借入れ及び投資法人債により調達した金銭の使途は、資産の取得、修繕、分配金の支払、本投資法人の運営に要する資金又は債務の返済(敷金及び保証金の返還並びに借入金及び投資法人債の債務の返済を含みます。)等とします。ただし、短期投資法人債の発行により調達した資金の使途又は目的については、法令に定める範囲に限るものとします。
b.借入金の限度額
借入金及び投資法人債発行の限度額は、それぞれ2兆円とし、かつ、その合計額が2兆円を超えないものとします。
c.借入先
資金を借入れる場合は、金融商品取引法第2条第3項第1号に規定する適格機関投資家(租税特別措置法第67条の15に規定する機関投資家に限ります。)からの借入れに限るものとします。
d.担保の提供
上記a.の規定に基づき借入れを行う場合又は投資法人債を発行する場合、本投資法人は、運用資産を担保として提供することができます。
② その他の投資制限
本投資法人は、有価証券の引受け及び信用取引は行いません。
(3)変更の年月日
2023年11月1日
本投資法人、ケネディクス・レジデンシャル・ネクスト投資法人(以下「KDR」といいます。)及びケネディクス商業リート投資法人(以下「KRR」といいます。)は、2023年11月1日を合併の効力発生日として、本投資法人を吸収合併存続法人、KDR及びKRRを吸収合併消滅法人とする吸収合併(以下「本合併」といいます。)を実施しました。本合併の効力発生に伴い、本投資法人が資産の運用を委託するケネディクス不動産投資顧問株式会社(以下「本資産運用会社」といいます。)の組織変更が実施され、また、本投資法人の運用ガイドライン等の本資産運用会社の社内規程について、本合併に伴う修正や新たな投資方針の設定等に伴う投資方針及び投資対象の変更等が実施されました。

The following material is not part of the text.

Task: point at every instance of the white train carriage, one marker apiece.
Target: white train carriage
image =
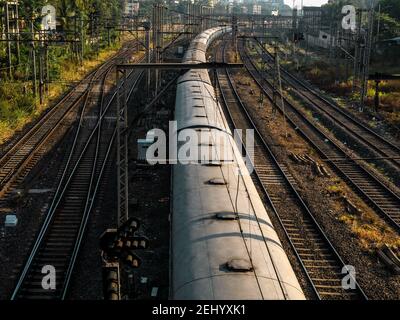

これらにより、本投資法人の運用に関する基本方針及び運用体制が以下のとおり変更されることになりました。
(2)変更の内容についての概要
2023年7月28日付で提出された有価証券報告書の「第一部 ファンド情報 1 ファンドの状況 1 投資法人の概況 (4)投資法人の機構」及び「第一部 ファンド情報 1 ファンドの状況 2 投資方針」の一部が、2023年11月1日付で以下のように変更されます。
なお、特に断らない限り、2023年7月28日付有価証券報告書で定義された用語は、本書においても同一の意味を有するものとします。
第一部 ファンド情報
第1 ファンドの状況
1 投資法人の概況
(4)投資法人の機構
② 投資法人の運用体制
前記のとおり、本投資法人の資産運用は、本資産運用会社に委託して行います。
本資産運用会社の組織及びそれぞれの業務の概略は、以下のとおりです。
本資産運用会社組織図 |
(注)本資産運用会社は2023年11月1日付で、オフィス・リート本部を上場リート本部に変更し、その傘下に不動産等の用途毎に物件の運営等を行う部門を設置するとともに、上場リート本部で管理する不動産等の各種データを横断的に収集、集計、分析、検討し、ポートフォリオの長期運営計画・資産管理計画の策定等を行う組織としてポートフォリオマネジメント部を新設しました。また、プライベート・リート本部の名称を私募リート本部に変更しました。更に、本資産運用会社及び資産運用受託投資法人のサステナビリティ・ESG関連事項の推進を担当するサステナビリティ推進室をサステナビリティ推進部に変更しました。以下同じです。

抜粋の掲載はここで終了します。